伊織は優しい。冗談も分かるし、困り事があれば聞いてくれるし解決もしてくれる。これがもし付き合いが短い関係性であればうっかり勘違いなんてしていたかもしれない。ただ5年以上も家族を含めた交流を続けていると恋にときめく年頃を抜きにしても向けられる笑顔は気のいい兄の笑顔にしか見えない。恐らく伊織は私をカヤちゃんより後に現れた甘味処の妹としか思ってないだろう。やはりカヤちゃんには悪いけどお嫁さん探しは他の人に当たってもらわないといけないようだ。

「さて、冗談はここまでにして。母様にバレる前に証拠隠滅を…」
「ナマエ〜」
「げっ」

伊織の名を出しても母様の説教は回避できなかった。客の為に作った商品を摘むなと母様に怒られ、伊織にいたってはちゃん3食食べなさいと別の事で怒られていた。
うちで片してしまう予定だった売れ残りの甘味を小脇に抱えぺこりと頭を下げ長屋へ帰っていく伊織を母様と見送り食卓につく。ここ最近は浪人が増えて浅草の町も物騒になったと話し、物騒な話題が上がる度に芋づる方式で始まる母様の一人娘に対する過度な心配性。『絶対にひとりで遠出しないように』と約束させてくる両親にもう私大人なのにといつまでも子供扱いな事への不満を募らさながらも口約束でその場を収める。カヤちゃんだって1人で出歩いている、彼女より数歳年上の私が1人で出歩けないなんておかしな話しだ。心配だ心配だと繰り返し一人娘の身を案じる両親に私はいつもの切り札『何かあったら伊織に助けてもらうから』で話に区切りをつけた。うちの両親は伊織に謎の信頼を置いている。正しい事を正しく肯定し悪しき事には刀を抜く切れ味の良い実直な性格に惚れているのだろう。人垂らしにまんまとたらされたとでも言おうか。かく言う私も両親と同じ伊織にたらされた1人なわけだが。

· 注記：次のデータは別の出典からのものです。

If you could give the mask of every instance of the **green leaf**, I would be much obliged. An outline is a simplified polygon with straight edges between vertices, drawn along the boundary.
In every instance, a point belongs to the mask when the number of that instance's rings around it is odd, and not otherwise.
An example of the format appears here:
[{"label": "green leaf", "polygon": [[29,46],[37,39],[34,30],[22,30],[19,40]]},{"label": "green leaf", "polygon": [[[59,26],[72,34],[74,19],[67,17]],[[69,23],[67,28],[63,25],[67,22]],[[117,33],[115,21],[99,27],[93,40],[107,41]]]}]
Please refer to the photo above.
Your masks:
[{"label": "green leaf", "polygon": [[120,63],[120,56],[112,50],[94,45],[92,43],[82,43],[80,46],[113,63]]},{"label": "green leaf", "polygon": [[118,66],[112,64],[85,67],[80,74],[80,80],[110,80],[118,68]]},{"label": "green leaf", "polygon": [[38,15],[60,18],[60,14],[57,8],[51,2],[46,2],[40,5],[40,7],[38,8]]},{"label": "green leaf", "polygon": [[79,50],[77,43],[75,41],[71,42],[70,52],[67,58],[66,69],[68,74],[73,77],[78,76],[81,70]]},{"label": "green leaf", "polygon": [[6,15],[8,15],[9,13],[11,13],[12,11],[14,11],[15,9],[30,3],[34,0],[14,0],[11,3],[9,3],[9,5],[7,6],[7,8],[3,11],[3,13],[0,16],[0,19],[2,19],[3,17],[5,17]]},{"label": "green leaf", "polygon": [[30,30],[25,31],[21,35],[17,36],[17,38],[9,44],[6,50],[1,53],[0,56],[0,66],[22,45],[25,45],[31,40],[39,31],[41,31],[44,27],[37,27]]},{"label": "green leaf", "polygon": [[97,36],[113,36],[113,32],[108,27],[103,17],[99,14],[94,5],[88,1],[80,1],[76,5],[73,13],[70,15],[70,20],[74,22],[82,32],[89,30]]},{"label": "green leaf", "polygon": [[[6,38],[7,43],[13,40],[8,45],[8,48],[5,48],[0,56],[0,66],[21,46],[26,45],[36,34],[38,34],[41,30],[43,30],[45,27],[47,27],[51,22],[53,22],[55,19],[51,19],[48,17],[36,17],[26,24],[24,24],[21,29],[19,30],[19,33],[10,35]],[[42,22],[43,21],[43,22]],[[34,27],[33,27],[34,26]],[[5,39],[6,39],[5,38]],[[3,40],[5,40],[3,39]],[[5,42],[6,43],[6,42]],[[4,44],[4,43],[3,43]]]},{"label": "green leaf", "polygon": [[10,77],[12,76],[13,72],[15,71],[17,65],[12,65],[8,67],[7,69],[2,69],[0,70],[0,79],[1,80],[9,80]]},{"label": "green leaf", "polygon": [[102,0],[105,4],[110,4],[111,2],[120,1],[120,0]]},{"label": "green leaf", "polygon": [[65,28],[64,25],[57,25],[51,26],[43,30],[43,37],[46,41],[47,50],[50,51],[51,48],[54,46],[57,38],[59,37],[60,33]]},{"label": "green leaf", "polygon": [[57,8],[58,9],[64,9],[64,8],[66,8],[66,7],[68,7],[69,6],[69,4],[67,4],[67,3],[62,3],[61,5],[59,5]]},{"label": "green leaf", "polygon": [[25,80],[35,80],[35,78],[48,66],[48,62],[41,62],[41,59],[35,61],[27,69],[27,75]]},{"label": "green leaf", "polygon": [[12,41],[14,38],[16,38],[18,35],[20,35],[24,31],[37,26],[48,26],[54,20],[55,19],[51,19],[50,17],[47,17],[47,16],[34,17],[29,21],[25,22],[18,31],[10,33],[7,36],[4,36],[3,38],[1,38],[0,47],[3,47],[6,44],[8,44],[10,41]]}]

夕餉を済ませ、水を浴びて体を清め、灯りが消えるまで日々の記録を綴り床に就く。そしてまた朝日が昇れば昨日と同じ一日が始まるんだろうなと、呑気に錆びた簪を髪に挿し暖簾を掛けた。
浅草の外れに立つ堅牢な屋敷が一夜にして見るも無惨に破壊されたと目覚めたばかりの町に嘘みたいな噂が波のように広がるまでは。